We ended last week with a slate of hawkish comments from central bankers – a reminder that they aren’t done tightening interest rates just yet and that market expectations for rate cuts later this year are probably much too soon, given the inflation outlook.
From the ECB, Isabel Schnabel and Francois Villeroy de Galhau both spoke about the risks of more persistent inflation and explicitly pushed back against market pricing. Schnabel claimed that markets are “priced for perfection” when it comes to inflation, while Villeroy de Gallhau suggested rate cuts in the Eurozone are “definitely not for this year”.
Those comments followed some from a couple of hawkish Federal Reserve regional presidents, Bullard and Mester, both of whom suggested they would have preferred to keep hiking by 0.50% at the Fed’s last meeting, rather than stepping down to 0.25% increases.
Otherwise, most major equity indices were a little lower on Friday, with the MSCI World down -0.4%. The energy sector was the worst performer in both the US and UK.

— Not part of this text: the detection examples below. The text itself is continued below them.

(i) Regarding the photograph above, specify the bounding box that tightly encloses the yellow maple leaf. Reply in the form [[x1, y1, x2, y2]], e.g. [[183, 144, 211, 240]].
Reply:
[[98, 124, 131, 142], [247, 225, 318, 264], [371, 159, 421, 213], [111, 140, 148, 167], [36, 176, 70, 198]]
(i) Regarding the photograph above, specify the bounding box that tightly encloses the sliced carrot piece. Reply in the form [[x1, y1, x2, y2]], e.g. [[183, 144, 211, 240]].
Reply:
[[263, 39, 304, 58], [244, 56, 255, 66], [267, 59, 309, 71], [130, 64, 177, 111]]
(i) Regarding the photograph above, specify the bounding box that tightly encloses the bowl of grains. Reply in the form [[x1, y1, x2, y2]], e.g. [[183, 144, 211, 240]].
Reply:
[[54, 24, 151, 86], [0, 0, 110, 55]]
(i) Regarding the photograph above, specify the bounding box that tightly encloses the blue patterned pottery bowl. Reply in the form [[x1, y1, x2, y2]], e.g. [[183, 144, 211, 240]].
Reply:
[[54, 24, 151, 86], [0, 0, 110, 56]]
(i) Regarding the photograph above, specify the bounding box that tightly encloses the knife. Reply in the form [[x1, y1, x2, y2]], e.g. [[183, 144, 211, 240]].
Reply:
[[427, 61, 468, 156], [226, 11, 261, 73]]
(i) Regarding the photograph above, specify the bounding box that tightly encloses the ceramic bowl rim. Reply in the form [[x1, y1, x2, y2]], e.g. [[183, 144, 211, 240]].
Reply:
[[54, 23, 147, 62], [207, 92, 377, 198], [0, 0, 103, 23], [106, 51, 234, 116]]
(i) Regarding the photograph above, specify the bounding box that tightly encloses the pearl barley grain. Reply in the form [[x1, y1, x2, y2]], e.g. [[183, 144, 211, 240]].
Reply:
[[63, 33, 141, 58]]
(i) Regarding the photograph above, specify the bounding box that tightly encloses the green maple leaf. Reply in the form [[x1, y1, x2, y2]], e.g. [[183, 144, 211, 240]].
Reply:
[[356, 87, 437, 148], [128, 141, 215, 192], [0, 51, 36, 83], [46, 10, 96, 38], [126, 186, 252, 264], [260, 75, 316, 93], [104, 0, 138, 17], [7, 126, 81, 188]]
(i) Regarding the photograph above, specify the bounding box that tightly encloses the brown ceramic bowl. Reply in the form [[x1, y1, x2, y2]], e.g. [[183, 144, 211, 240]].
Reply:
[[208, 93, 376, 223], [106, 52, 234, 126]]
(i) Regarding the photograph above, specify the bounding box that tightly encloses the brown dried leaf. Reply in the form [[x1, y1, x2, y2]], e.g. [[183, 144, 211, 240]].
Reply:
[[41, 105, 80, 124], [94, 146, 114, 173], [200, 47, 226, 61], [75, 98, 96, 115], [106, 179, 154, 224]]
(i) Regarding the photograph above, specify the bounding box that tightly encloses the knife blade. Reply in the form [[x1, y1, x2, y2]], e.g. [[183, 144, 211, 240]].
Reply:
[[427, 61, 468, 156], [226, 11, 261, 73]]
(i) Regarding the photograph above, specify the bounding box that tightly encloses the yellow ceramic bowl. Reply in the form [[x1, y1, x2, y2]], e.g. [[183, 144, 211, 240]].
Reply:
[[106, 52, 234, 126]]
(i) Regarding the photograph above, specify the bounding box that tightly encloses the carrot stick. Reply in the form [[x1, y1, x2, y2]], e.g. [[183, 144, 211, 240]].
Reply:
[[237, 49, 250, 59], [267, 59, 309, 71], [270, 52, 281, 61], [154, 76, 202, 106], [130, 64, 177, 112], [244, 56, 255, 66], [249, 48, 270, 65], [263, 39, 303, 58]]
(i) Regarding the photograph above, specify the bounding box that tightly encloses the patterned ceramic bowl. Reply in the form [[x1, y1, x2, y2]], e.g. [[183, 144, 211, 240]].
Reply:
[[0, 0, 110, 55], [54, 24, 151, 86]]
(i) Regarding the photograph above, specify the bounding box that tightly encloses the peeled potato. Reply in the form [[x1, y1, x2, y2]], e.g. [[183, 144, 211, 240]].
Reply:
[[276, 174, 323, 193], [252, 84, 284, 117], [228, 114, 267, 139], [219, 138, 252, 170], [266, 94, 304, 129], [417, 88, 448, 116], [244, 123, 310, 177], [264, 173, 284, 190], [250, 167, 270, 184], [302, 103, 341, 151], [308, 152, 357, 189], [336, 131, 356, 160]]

Non-US equities, particularly China and emerging markets, have had a stellar run over the last few months, but that outperformance has paused in recent weeks as investors look for more confirmation that the China reopening trade is still on. The dearth of data out of China at the beginning of the year hasn’t helped and whilst property market indicators do show a recovery in sales and prices has started, it is not yet a powerful one. As such, with many investors still skittish about exposure to China after the turmoil of 2022, non-Chinese assets that can benefit directly from reopening, like other emerging markets and destinations for Chinese capital and tourists, are likely to outperform in the near-term.